Dilling Thomas J
Department of Radiation Oncology, Moffitt Cancer Center.
Adv Radiat Oncol. 2020 Jul 13;5(6):1280-1285. doi: 10.1016/j.adro.2020.06.027. eCollection 2020 Nov-Dec.
Although many researchers talk about a "patient database," they typically are not referring to a database at all, but instead to a spreadsheet of curated facts about a cohort of patients. This article describes relational database systems and how they differ from spreadsheets. At their core, spreadsheets are only capable of describing one-to-one (1:1) relationships. However, this article demonstrates that clinical medical data encapsulate numerous one-to-many relationships. Consequently, spreadsheets are very inefficient relative to relational database systems, which gracefully manage such data. Databases provide other advantages, in that the data fields are "typed" (that is, they contain specific kinds of data). This prevents users from entering spurious data during data import. Because each record contains a "key," it becomes impossible to add duplicate information (ie, add the same patient twice). Databases store data in very efficient ways, minimizing space and memory requirements on the host system. Likewise, databases can be queried or manipulated using a highly complex language called SQL. Consequently, it becomes trivial to cull large amounts of data from a vast number of data fields on very precise subsets of patients. Databases can be quite large (terabytes or more in size), yet still are highly efficient to query.
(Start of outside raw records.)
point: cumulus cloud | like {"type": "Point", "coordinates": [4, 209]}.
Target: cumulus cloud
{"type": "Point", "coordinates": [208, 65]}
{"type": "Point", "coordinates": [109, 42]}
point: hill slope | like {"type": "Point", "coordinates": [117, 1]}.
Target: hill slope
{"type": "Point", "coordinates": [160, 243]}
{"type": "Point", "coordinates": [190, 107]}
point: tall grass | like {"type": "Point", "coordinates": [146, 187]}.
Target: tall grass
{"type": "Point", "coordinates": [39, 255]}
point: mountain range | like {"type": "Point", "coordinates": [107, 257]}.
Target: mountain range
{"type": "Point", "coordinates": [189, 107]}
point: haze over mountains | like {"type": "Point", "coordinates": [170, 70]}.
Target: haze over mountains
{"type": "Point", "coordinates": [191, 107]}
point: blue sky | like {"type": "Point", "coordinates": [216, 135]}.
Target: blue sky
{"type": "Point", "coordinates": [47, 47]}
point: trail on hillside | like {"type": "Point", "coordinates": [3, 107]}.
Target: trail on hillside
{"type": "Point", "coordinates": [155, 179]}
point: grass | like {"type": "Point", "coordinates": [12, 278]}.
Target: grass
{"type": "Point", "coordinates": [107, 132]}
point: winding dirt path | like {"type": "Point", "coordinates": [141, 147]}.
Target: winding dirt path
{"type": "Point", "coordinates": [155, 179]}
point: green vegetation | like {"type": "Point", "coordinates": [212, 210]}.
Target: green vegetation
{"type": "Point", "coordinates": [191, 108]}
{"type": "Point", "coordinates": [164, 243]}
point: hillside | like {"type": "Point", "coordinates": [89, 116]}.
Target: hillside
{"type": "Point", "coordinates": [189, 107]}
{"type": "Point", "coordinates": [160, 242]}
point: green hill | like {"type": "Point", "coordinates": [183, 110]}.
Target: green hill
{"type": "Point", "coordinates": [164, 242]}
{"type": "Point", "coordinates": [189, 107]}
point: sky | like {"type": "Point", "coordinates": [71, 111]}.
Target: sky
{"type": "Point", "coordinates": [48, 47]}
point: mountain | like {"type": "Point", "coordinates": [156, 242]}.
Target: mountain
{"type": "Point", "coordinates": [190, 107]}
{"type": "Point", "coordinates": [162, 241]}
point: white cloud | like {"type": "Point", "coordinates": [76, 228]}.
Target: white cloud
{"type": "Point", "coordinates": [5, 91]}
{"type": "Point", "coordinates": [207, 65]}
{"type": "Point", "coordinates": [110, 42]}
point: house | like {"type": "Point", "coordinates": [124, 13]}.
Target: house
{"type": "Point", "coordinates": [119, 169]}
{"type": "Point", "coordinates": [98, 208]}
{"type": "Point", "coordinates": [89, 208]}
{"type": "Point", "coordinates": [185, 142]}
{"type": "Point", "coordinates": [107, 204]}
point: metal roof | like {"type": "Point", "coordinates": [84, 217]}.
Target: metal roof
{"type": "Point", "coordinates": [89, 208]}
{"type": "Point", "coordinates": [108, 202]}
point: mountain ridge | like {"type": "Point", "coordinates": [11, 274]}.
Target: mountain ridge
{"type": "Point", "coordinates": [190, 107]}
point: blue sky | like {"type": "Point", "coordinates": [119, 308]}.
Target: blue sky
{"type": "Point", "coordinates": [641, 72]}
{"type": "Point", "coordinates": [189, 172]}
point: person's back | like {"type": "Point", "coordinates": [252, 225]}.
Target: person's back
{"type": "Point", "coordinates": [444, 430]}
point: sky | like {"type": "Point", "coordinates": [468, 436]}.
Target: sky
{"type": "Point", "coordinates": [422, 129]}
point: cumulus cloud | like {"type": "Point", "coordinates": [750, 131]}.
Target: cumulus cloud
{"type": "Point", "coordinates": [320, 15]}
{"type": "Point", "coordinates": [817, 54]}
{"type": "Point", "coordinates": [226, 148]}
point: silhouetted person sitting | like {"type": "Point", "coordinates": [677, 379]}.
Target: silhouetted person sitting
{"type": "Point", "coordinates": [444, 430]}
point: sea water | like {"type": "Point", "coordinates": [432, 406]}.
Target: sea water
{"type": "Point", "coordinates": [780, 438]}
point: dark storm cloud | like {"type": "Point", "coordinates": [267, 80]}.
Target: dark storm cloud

Consequently, with the explosion of data available in electronic health records and other data sources, databases become increasingly important to contain or order these data. Ultimately, this will enable the clinical researcher to perform artificial intelligence analyses across vast amounts of clinical data in a way heretofore impossible. This article provides initial guidance in terms of creating a relational database system.
尽管许多研究人员谈论“患者数据库”,但他们通常根本不是指数据库,而是指关于一组患者的经过整理的事实的电子表格。本文描述了关系数据库系统以及它们与电子表格的不同之处。从核心上讲,电子表格只能描述一对一(1:1)关系。然而,本文表明临床医疗数据包含众多一对多关系。因此,相对于能够很好地管理此类数据的关系数据库系统,电子表格效率非常低。数据库还有其他优势,即数据字段是“类型化的”(也就是说,它们包含特定类型的数据)。这可以防止用户在数据导入期间输入虚假数据。由于每条记录都包含一个“键”,因此不可能添加重复信息(即两次添加同一患者)。数据库以非常高效的方式存储数据,将主机系统上的空间和内存需求降至最低。同样,可以使用一种称为SQL的高度复杂语言对数据库进行查询或操作。因此,从大量患者的非常精确的子集中从大量数据字段中筛选大量数据变得轻而易举。数据库可以非常大(大小可达数TB或更多),但查询起来仍然非常高效。因此,随着电子健康记录和其他数据源中可用数据的爆炸式增长,数据库对于存储或整理这些数据变得越来越重要。最终,这将使临床研究人员能够以迄今为止不可能的方式对大量临床数据进行人工智能分析。本文提供了关于创建关系数据库系统的初步指导。